Le changement apporté dans le Code de procédure pénale va au-delà de la création d'un simple parquet financier. « Aujourd'hui, il y'a un dispositif qu'on appelle Pôle financier judiciaire ( Pfj). Dans celui-ci, on a un parquet financier, un collège de juges d'instructions financiers, une chambre de jugement financière, une chambre d'accusation financière, une chambre d'appel financière et des assistants de justice spécialisés. Le parquet financier n'en est qu'un aspect. Il est important de comprendre que dans ce dispositif, c'est les magistrats du parquet financier et les juges d'instruction qui exercent leur fonction à l'exclusion de tout autre emploi », explique le Garde des sceaux, ministre de la justice de la Justice. La réforme de la loi n°11/2023 modifiant la loi n°65-61 du 21 juillet 1965 portant Code de procédure pénale augmente le champ d'actions de la Cour de répression de l'enrichissement illicite qui était trop restreint, selon le ministre de la Justice. « Il y'a deux types de compétences.

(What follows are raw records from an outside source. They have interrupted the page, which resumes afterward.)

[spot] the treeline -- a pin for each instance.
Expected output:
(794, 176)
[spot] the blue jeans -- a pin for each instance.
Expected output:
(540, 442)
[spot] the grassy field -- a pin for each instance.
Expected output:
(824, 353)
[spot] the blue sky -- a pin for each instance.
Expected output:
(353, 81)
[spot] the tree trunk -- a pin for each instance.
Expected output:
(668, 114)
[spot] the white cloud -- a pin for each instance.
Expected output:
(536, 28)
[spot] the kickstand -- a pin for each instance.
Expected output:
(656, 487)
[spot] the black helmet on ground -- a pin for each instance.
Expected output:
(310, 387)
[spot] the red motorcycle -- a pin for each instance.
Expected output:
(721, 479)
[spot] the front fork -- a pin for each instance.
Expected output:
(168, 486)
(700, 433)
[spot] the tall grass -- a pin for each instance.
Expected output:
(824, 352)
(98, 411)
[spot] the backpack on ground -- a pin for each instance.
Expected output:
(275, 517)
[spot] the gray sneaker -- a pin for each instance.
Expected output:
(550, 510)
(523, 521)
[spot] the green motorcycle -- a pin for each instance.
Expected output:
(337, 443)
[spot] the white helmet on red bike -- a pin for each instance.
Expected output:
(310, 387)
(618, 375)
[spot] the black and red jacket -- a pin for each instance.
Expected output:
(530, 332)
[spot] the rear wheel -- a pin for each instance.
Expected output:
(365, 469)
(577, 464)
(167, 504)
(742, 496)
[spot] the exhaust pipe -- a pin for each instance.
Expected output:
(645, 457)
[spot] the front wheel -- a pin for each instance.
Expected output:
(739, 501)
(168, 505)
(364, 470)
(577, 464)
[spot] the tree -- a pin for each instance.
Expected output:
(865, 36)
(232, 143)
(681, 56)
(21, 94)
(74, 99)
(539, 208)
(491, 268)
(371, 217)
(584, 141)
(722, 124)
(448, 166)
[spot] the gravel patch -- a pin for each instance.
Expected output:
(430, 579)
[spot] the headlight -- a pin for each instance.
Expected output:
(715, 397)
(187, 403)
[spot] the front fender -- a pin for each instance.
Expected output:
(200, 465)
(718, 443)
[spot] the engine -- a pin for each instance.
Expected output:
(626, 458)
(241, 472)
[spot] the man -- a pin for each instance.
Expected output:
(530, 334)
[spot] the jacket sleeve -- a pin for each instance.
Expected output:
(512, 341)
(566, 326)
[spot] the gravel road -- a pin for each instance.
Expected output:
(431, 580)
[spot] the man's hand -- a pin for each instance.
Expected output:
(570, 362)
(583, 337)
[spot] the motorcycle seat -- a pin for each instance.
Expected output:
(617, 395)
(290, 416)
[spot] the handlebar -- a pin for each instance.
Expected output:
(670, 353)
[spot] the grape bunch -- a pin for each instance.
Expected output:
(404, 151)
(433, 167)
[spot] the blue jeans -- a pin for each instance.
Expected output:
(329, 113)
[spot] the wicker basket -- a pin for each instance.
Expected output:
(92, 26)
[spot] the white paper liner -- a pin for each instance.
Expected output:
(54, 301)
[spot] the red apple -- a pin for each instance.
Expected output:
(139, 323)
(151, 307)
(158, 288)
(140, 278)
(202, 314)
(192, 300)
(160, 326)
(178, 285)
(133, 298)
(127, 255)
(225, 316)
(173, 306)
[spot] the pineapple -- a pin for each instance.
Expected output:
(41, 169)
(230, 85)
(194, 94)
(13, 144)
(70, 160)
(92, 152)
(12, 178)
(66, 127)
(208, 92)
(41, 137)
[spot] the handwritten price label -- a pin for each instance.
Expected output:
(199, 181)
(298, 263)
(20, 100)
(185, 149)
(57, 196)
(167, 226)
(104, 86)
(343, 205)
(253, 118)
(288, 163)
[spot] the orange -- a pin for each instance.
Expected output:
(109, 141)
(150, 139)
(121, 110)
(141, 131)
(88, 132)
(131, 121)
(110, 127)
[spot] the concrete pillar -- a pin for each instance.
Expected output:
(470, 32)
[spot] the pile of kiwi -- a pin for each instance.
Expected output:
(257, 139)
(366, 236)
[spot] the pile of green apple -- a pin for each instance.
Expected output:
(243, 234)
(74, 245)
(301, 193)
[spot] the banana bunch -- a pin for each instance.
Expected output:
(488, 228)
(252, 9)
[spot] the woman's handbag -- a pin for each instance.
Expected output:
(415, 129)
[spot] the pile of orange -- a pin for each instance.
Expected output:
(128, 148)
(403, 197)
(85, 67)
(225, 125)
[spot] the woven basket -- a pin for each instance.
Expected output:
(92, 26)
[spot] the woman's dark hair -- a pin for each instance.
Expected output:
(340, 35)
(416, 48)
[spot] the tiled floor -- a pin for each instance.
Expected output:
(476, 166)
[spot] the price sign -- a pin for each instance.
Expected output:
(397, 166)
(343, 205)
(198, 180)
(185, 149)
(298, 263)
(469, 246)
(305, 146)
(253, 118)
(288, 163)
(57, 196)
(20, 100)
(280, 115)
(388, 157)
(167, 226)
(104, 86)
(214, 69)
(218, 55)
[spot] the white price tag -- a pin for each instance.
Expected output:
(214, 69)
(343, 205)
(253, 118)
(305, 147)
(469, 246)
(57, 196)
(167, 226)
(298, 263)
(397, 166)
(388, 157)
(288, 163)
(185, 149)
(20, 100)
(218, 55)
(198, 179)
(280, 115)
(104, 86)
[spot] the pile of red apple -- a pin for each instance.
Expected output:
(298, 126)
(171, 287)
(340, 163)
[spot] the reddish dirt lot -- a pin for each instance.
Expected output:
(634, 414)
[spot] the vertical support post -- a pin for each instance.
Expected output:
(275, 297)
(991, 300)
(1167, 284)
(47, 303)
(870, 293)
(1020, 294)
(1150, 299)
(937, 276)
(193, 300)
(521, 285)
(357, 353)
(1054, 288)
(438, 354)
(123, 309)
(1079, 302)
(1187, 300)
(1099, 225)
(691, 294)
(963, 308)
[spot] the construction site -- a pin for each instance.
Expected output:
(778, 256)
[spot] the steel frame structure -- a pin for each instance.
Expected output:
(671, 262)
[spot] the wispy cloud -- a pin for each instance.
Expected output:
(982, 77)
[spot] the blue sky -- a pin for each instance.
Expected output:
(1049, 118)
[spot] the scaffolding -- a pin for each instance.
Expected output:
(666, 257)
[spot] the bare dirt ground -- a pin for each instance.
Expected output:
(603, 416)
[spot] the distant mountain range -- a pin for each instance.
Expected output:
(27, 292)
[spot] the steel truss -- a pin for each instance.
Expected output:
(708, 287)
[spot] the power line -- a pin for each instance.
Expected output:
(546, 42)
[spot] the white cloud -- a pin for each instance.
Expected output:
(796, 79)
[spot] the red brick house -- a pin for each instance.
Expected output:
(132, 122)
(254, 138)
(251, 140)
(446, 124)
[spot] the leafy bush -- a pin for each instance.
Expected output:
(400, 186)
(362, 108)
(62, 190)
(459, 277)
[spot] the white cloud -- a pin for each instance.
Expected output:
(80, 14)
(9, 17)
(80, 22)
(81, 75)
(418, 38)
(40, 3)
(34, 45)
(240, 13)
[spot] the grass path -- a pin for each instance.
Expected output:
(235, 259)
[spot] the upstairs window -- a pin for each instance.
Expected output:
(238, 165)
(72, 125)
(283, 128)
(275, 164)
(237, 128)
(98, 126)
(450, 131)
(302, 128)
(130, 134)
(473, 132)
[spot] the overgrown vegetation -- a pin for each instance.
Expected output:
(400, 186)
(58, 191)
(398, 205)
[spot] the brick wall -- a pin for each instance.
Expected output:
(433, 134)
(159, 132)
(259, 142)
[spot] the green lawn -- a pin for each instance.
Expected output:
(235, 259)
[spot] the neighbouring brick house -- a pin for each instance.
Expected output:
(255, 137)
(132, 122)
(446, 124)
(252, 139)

Pour certaines, le pôle va l'être au même titre que des juridictions de droit commun. Nous avons la corruption et les pratiques assimilées, les détournements liés aux deniers publics, les infractions liées à la fausse monnaie, le blanchissement de capitaux, les infractions fiscales, le trafic de stupéfiants entre autres.... Il y'a des infractions où seul le pôle financier peut être compétent. Il s'agit de la corruption, la fraude et le blanchissement des capitaux ; les infractions liées aux marchés publics, la piraterie maritime, le financement du terrorisme, l'enrichissement illicite et le trafic de migrants ». Réformer la juridiction de répression des délits financiers est selon toujours Ismaila Madior Fall, « un progrès juridictionnel, démocratique, de l'Etat de droit ».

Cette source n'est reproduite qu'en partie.